In the end, of course, the Copenhagen summit has ended in confusion. The conference went beyond its intended finishing time as politicos went head-to-head in last-minute wrangling sessions. They were trying to salvage some dignity for the event and to present at least a semblance of some tangible agreement on capping CO2 emissions.
To paraphrase Churchill, this event was a very good intention clothed in political spin, hyped by media, wrapped in uncertain scientific conclusions.
A debate as important as this, at this level, should have taken place over a period of time, with a series of meetings planned and a range of views given an airing. This should have led up to a summit, but one based on a much more solid understanding of the facts - as opposed to knee-jerk hype - and a greater sense of ownership from the public.
A court of law is expected to take time to hear from and grill all sides of a case before reaching its verdict. The same should be true of something as important as global agreements on climate change - agreements that could seriously impact economies, particularly in the developing world.
Apparently, or so we are told, only a small minority of the world's climate scientists question the fact that the Earth's climate is warming and will continue to do so. There are more scientists, though, who question how much of that warming is due to human influence.
Now, if the globe is indeed warming to a significant degree, common sense suggests that at least some of that will be the result of human industrialisation and population growth. The question is, though, to what degree are we culpable - and how should we proceed?
This is a hugely important question. How we answer it will impact not only ecologies and economies, but the way we see the process of governance itself.
Some politicos will take from the relative failure of the summit a sign that they need to set up some new global body, charged with bringing about the changes Cop15 failed to see. This has often been the UN response on issues that summits have difficulty resolving.
By nature, bureaucracies grow. Down the track, when initial passions have cooled, administrators focus on finding ways to justify their budget and improve their status in the grander scheme of things.
Often, they become stalking horses for whichever interest groups they work most closely with over time. Founding any new trans-national group with a long acronym and huge staff and budget may well only produce even more heat than light on the issue.
While it's always good to see international leaders gathered around the table of dialogue, the only big winner in the Copenhagen summit has been the art of spin and political posturing.
Armed with noble ideals, national politicians jumped on private planes for a talkfest the goals for which most people knew nothing about.

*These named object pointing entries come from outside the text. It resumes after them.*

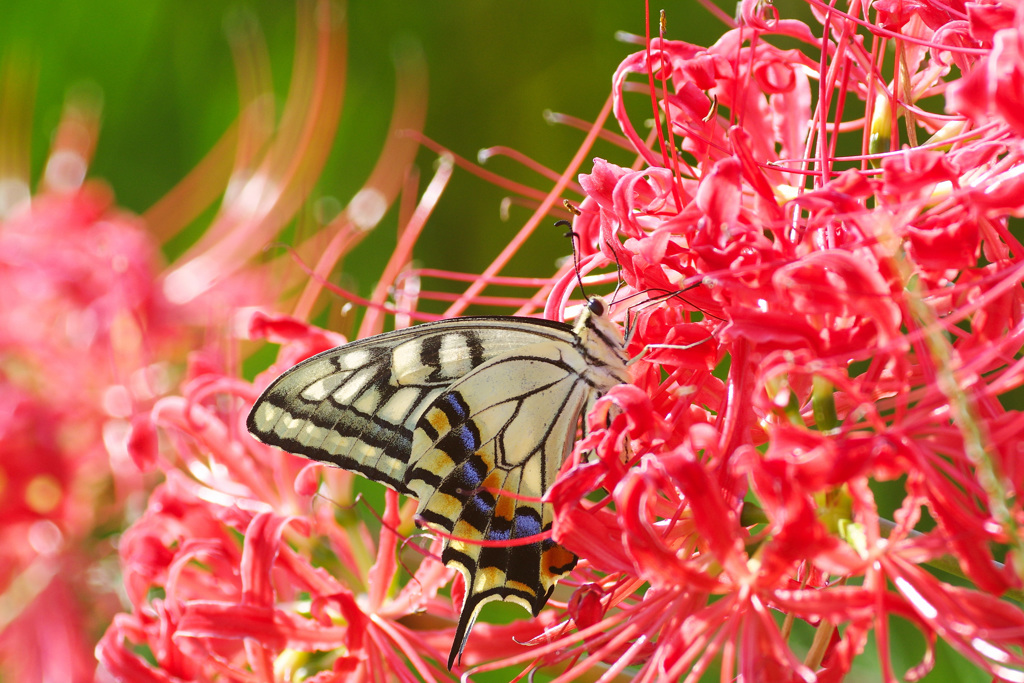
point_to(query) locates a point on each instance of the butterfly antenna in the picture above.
(576, 253)
(619, 272)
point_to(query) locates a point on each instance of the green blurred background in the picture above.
(169, 90)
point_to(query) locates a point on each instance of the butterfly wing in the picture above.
(483, 454)
(357, 406)
(471, 416)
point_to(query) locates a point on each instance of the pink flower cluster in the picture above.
(846, 319)
(820, 413)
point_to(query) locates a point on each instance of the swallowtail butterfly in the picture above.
(472, 417)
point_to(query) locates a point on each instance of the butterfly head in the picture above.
(601, 340)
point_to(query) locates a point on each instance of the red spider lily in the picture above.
(95, 327)
(859, 274)
(869, 306)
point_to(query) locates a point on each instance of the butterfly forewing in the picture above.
(473, 417)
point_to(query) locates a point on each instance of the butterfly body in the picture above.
(472, 417)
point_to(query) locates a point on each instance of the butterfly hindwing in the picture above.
(473, 417)
(483, 454)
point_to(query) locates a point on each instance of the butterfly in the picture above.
(471, 416)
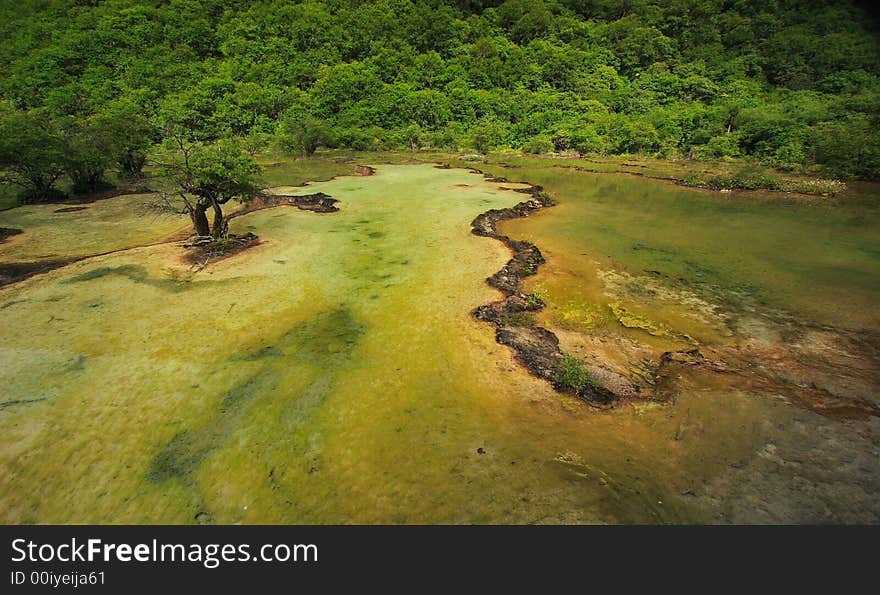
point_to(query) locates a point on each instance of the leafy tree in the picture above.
(208, 176)
(302, 133)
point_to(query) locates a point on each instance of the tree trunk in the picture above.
(220, 227)
(200, 220)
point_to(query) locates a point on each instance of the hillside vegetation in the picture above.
(91, 86)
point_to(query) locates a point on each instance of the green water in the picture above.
(333, 374)
(815, 257)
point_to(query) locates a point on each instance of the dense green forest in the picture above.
(93, 86)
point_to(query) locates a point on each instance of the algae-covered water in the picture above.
(333, 374)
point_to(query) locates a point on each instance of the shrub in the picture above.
(573, 374)
(538, 145)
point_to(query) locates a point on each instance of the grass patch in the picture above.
(573, 374)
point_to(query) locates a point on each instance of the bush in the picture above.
(574, 375)
(538, 145)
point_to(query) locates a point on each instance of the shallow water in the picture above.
(333, 374)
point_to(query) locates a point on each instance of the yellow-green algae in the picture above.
(332, 374)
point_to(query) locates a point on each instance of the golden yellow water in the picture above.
(333, 374)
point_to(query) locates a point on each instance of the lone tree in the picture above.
(209, 175)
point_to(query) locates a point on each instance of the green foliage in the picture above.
(32, 153)
(538, 145)
(748, 178)
(791, 85)
(574, 375)
(302, 134)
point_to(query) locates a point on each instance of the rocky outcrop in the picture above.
(536, 348)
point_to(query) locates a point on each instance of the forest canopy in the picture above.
(90, 86)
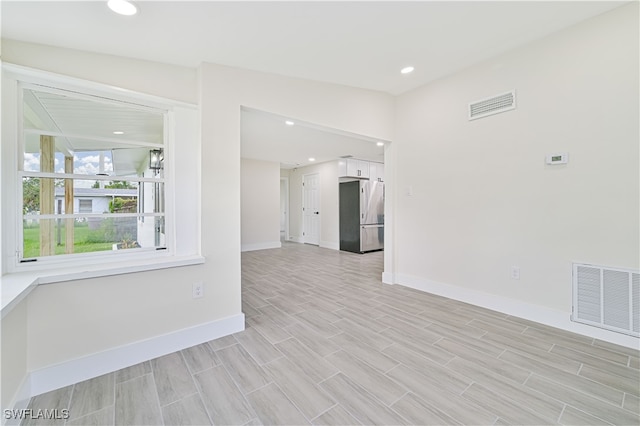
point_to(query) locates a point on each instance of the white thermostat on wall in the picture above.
(558, 158)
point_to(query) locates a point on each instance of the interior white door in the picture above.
(311, 208)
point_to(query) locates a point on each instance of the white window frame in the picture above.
(104, 262)
(22, 86)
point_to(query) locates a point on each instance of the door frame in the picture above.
(285, 180)
(304, 219)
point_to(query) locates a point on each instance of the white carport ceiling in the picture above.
(87, 125)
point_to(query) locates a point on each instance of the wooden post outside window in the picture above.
(47, 196)
(68, 205)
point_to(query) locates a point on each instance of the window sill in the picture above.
(16, 286)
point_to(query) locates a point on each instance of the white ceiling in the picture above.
(361, 43)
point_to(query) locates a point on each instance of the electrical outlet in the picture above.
(515, 272)
(198, 290)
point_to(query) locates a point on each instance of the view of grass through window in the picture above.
(92, 175)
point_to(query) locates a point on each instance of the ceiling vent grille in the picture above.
(492, 105)
(607, 297)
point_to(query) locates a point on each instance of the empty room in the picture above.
(330, 213)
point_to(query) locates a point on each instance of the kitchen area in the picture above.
(361, 205)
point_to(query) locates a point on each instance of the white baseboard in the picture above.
(58, 376)
(330, 245)
(261, 246)
(516, 308)
(20, 402)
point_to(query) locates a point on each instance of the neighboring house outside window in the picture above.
(85, 160)
(95, 178)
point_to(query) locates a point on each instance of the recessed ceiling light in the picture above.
(122, 7)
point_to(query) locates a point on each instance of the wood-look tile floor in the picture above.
(328, 343)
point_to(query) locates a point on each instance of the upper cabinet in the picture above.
(361, 169)
(350, 167)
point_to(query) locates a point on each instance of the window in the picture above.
(84, 206)
(91, 175)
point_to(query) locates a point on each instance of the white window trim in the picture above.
(19, 278)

In Britain, we know a lot about spin. The Chilcot inquiry is already revealing the depth of doubt felt at the highest levels of government about the legitimacy of an Iraq war prior to the conflict.
This is why, when the so-called 'climate-gate', leaked emails story broke, many people were unsurprised. People suspect that, if media spin can be so effectively used to manipulate public perception in sending a nation to war, it may well be in use on other big political issues, such as climate change.
In the UK, there has been very little true debate in the media about the reality of global warming, or its human causes, or its likely outcomes.
Even science itself has become infected with the spin disease, with advocates on both sides of the climate debate becoming more and more adept at generating soundbites and suggesting headlines. This has cost science some of its lustre and moral authority - right when we need science the most.
In an age of heavy political spin, the average media consumer has become wary of any overly one-sided point of view which is repeated ad infinitum in news reports.
This is perhaps the big lessons to come out of the Copenhagen summit: if you clothe a big issue in spin, the world will eventually come to see that the king has no clothes. It's appropriate that such a lesson should be learned in the home of Hans Christian Anderson.
If we're to find the truth amidst climate claim and counter-claim, if we're to arrive at a workable solution, we have work to do on the human element in the debate.
Science will need less arrogance, politics less spin, media more objectivity and public debate more balance.